# Building Layers Lab

### Introduction

In this lab, we'll reconstruct the hypothesis and forward functions for a neural network, all using Pytorch.  At the end we'll have functions that can initialize a neural network, and use the network to make predictions for our MNIST dataset.  Let's get started.

### Loading our Data

In [1]:
from sklearn.datasets import fetch_openml

X, y = fetch_openml('mnist_784', version=1, return_X_y=True)

In [6]:
X.shape

(70000, 784)

In [4]:
first_observation = X[:1]
first_observation.shape

(1, 784)

And we can see that this represents the number 5.

In [5]:
y[0]

'5'

### Working with a Linear Layer

Now let's initialize our first linear layer.  Initialize a `Linear` layer with 64 neurons each of which take in the features of an observation from our MNIST dataset.

In [42]:
from torch.nn import Linear
torch.manual_seed(123)

W1 = Linear(784, 8)

In [11]:
W1.in_features

# 784

784

In [12]:
W1.out_features

# 8

8

Now let's take a look at the shape of the weight matrix and the bias vector initialized in our layer.

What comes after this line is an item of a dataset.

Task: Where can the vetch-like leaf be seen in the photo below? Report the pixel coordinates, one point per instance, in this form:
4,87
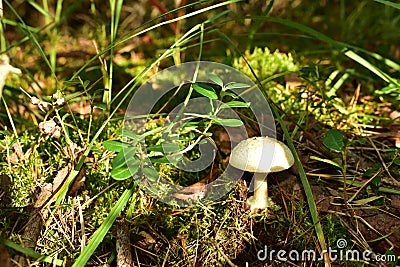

> First look at the shape of the weight matrix.

In [14]:
W1.weight.shape

# torch.Size([8, 784])

torch.Size([8, 784])

> And then let's return the shape of the bias vector.

In [15]:
W1.bias.shape

# torch.Size([8])

torch.Size([8])

Now let's pass through some data through the linear layer.  To do so, we'll first have to translate our numpy array into a tensor.

In [37]:
import torch
X_tensor = torch.tensor(X)

> We need to convert the tensor to be of type float.

In [35]:
first_two_observations = X_tensor[:2].float()
first_two_observations

tensor([[0., 0., 0.,  ..., 0., 0., 0.],
        [0., 0., 0.,  ..., 0., 0., 0.]])

Now let's pass these two observations through the linear layer.

In [43]:
W1(first_two_observations)

# tensor([[   2.5655,   44.3726,  -50.8704,  -31.6235,  -75.0541,  -56.1966,
#           -14.1126,  -45.3884],
#         [  86.7214,  -24.9196,   96.3119,  -63.9667,  -69.7478, -144.3202,
#            10.7071,  -31.4456]], grad_fn=<AddmmBackward>)

tensor([[   2.5655,   44.3726,  -50.8704,  -31.6235,  -75.0541,  -56.1966,
          -14.1126,  -45.3884],
        [  86.7214,  -24.9196,   96.3119,  -63.9667,  -69.7478, -144.3202,
           10.7071,  -31.4456]], grad_fn=<AddmmBackward>)

Notice that we have 8 outputs for each observation.  Now, reproduce the same numbers using matrix multiplication.

In [53]:
(W1.weight @ first_two_observations.T + W1.bias.view(-1, 1)).T

tensor([[   2.5655,   44.3726,  -50.8704,  -31.6235,  -75.0541,  -56.1966,
          -14.1126,  -45.3884],
        [  86.7214,  -24.9196,   96.3119,  -63.9667,  -69.7478, -144.3202,
           10.7071,  -31.4456]], grad_fn=<PermuteBackward>)

### Initializing a Model

Ok, enough playing around.  Now it's time to initialize our linear layers.

> Write a function called `init_model`.  The function should return a dictionary with keys of `W1` and `W2`, to represent our two layers.  The layers should take in data observations each with 784 features.  The first layer should have 64 neurons, and the second layer should return a vector of length 10 for each observation. 

In [59]:
import torch.nn as nn

def init_model():
    W1 = nn.Linear(28*28, 64)
    W2 = nn.Linear(64, 10)
    return {'W1': W1, 'W2': W2}

In [77]:
model = init_model()
model
# {'W1': Linear(in_features=784, out_features=64, bias=True),
#  'W2': Linear(in_features=64, out_features=10, bias=True)}

{'W1': Linear(in_features=784, out_features=64, bias=True),
 'W2': Linear(in_features=64, out_features=10, bias=True)}

Now we could take our data and pass it through these linear layers, but that would not be a valid neuron.  We need our activation layers.  We'll use two activation functions: the sigmoid function and the softmax function.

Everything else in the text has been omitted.